When
evaluating an explanation of something – anything – one is
naturally concerned with how extensive the explanation is. But an
explanation, no matter how “factual” it purports to be, usually
can't help to at least hint at an editorial comment. That is, the
explanation nudges us toward forming a moral or biased position over
the topic. Let us say I write that the reason the Trayvon Martin
jury found George Zimmerman not guilty is that the state didn't prove
his guilt. Many readers would be disposed to believe that I hold
racist attitudes or that I pine for the “good old days” when
people knew their places. Whether you, the reader, are a racist –
a person who attributes human qualities on the basis of socially
designated racial categories – or anti-racist, you will likely feel
I am either a sympathizer or an antagonist to your beliefs,
respectively. This is especially true of such topics as the trial
where there are emotional positions either way. Each side of this
case has built a narrative of what is believed to have gone down that
night in which the teenager, Martin, was shot and killed.
One
story centers on the idea that a well-conditioned youth pounced on an
innocent man who was following the youth to find out what he was
doing. Was the young man stalking about with criminal intent? That
was, it is believed by Zimmerman's defenders, to be the concern of
the neighborhood watchman. When pounced upon, punched in the face,
and with his head being driven down to the concrete sidewalk,
Zimmerman pulled out his gun – legally carried – and shot the
youth in self-defense.
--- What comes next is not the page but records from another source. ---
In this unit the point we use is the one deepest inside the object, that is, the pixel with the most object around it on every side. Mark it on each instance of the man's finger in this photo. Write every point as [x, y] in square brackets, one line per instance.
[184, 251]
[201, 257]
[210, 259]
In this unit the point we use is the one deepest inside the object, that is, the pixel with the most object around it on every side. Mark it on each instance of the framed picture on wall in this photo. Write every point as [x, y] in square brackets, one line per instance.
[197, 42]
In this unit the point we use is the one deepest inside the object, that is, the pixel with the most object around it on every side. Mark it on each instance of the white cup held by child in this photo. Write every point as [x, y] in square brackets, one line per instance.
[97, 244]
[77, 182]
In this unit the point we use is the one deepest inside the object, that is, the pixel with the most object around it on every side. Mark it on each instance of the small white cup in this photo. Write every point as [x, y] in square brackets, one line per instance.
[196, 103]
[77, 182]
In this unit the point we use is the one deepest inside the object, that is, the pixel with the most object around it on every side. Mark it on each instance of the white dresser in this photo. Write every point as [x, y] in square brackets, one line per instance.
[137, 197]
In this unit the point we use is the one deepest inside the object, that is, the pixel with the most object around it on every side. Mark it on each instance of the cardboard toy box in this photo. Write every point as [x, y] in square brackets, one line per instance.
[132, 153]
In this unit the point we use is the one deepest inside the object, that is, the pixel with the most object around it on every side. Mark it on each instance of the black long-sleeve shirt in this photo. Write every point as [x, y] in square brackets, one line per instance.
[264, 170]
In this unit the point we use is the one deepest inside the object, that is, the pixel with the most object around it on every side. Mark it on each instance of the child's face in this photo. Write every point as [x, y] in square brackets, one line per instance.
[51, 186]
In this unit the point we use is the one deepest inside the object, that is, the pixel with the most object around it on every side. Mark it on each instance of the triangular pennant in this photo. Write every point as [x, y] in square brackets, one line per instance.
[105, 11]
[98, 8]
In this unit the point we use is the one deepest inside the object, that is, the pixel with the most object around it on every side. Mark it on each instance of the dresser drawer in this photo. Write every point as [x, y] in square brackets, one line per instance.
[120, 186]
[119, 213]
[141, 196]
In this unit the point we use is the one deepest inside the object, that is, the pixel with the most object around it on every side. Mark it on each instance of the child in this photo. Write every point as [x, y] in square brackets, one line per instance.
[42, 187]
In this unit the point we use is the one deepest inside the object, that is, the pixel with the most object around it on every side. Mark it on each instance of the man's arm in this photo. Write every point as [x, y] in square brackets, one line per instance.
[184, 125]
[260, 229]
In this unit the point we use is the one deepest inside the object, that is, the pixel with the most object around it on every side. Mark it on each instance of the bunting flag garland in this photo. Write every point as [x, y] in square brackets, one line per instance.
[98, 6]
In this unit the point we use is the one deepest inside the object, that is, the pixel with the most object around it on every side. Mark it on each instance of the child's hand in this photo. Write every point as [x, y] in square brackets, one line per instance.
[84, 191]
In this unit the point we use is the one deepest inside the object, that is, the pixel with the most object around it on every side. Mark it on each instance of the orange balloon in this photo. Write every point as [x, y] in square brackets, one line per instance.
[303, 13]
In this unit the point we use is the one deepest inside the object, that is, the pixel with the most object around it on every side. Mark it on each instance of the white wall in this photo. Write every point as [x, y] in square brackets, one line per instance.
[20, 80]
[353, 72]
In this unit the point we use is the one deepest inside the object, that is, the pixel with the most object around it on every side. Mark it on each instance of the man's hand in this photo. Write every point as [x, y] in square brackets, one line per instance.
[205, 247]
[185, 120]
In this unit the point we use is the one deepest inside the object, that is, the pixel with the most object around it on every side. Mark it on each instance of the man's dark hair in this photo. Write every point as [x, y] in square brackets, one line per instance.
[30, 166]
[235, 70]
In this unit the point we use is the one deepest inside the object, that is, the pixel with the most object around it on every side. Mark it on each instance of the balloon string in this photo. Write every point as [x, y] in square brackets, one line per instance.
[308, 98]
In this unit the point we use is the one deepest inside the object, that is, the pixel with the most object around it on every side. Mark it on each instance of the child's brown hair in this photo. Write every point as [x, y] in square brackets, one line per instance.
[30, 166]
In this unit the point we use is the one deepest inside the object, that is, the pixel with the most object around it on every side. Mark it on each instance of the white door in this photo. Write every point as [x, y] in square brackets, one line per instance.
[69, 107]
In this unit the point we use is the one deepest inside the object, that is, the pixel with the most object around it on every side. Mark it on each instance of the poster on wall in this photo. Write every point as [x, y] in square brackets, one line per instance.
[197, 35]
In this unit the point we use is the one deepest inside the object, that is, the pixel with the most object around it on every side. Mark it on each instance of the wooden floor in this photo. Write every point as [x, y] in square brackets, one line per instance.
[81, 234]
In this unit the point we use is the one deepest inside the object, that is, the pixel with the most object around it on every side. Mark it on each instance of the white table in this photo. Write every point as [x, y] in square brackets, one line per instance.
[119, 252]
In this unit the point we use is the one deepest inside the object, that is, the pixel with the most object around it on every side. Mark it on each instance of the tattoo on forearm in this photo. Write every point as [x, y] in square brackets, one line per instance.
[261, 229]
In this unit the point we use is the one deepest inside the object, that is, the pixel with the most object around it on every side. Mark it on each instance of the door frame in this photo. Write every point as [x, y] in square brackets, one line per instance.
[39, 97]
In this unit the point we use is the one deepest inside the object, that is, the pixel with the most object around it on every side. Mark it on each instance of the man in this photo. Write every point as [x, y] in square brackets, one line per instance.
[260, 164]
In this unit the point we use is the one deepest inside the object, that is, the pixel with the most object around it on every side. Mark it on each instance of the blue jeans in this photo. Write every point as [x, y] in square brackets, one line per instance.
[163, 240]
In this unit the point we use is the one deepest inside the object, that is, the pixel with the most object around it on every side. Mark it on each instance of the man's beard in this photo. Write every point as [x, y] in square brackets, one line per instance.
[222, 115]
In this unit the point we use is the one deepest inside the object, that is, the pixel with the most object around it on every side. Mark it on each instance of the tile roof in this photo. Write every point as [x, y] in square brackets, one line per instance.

This incident demonstrates why we need “stand
your ground” laws.
The
opposing narrative holds that this youth, with Skittles and a drink,
was just walking around the neighborhood – in which he lived, at
least part-time – and was accosted by this over-zealous, want-to-be
cop. Tempers escalated, an altercation ensued, and, because of his
prejudices, Zimmerman pulled out a gun and killed the young man. He
might have believed Martin was about some criminal intent, but this
was due to his bigoted attitudes.
The
details of both of these narratives are sketchy at best since the
only witness is the defendant. His story has not been consistent on
all counts which his defenders claim is normal given the trauma of
the incident but, to his detractors, demonstrates he is not telling
the truth. What we know for sure is that a young person is dead at
the hand of an armed man and that this youth was unarmed. We also
know that the shooter had head and facial injuries that were not
serious and that he had bits of grass along his backside and that his
clothing on his backside was moist at the time he was questioned at
the scene of the incident. Zimmerman is recorded voicing prejudicial
comments when he called the police and he was instructed by the
police person on the phone to not follow the young man. We know
Martin was shot through the chest – one fatal shot. Except for the
exact location of the incident, all the other “facts” were bits
of interpretive analysis by “experts” of the physical evidence.
This
case is ideal for the purposes of teaching about several federalist
principles. One is local involvement by citizens; two, is the
principle of equality and to the degree that citizens hold other
citizens within a sense of “partnership” in a federal
arrangement; three, the adversary model of trials in our judicial
system, and four, the belief in innocence until proven guilty beyond
a reasonable doubt – of particular interest here would be the
relatively high bar such a standard represents.
For
example, if I were teaching this topic, I would stress that a “not
guilty” verdict does not mean that the members of the jury
necessarily believe the Zimmerman narrative, but only that the Martin
narrative was not proven by the prosecution beyond a reasonable
doubt. This latter point is important because common punditry on TV
seems to emphasize that the jury did not believe the state's
contention against Zimmerman. This is not necessarily true. Using a
lower standard of belief, the jury might very well believe in what
the prosecution presented. But when they applied the “beyond a
reasonable doubt” standard, they could not in good conscience
accept that narrative. This understanding is essential if we are to
hold to our belief in the reasonable doubt standard. This whole
concern points out how unnatural it is for us to live by such a
standard. We naturally want to either believe or disbelieve in a
narrative. But, as Plato reminds us, belief lies somewhere between
ignorance and knowledge. We should remember, in all of this, that it
is possible to be wrong even when we believe in something beyond a
reasonable doubt. The history of overturned convictions provides
testimony to this probability.
I
am glad to see that the case has been the stimulus for a national
consideration of our attitudes toward race. I appreciate President
Obama's language the other day emphasizing that the trial is over and
that it was conducted according to our established procedures. Given
this and given the fact that the trial has generated such an
emotional response, we should take the time and effort to discuss our
racial beliefs and attitudes. If the shooter were black and the
deceased white, would we honestly believe in the narrative we have
chosen to believe? This is a good test of how non-racial our
attitude is about the case. As a matter of fact, a good way to
introduce the topic in a classroom is to present a news report of the
event with the race of the subjects reversed and see how students
initially react to the shooting. Perhaps some time needs to pass for
this bit of classroom trickery to work.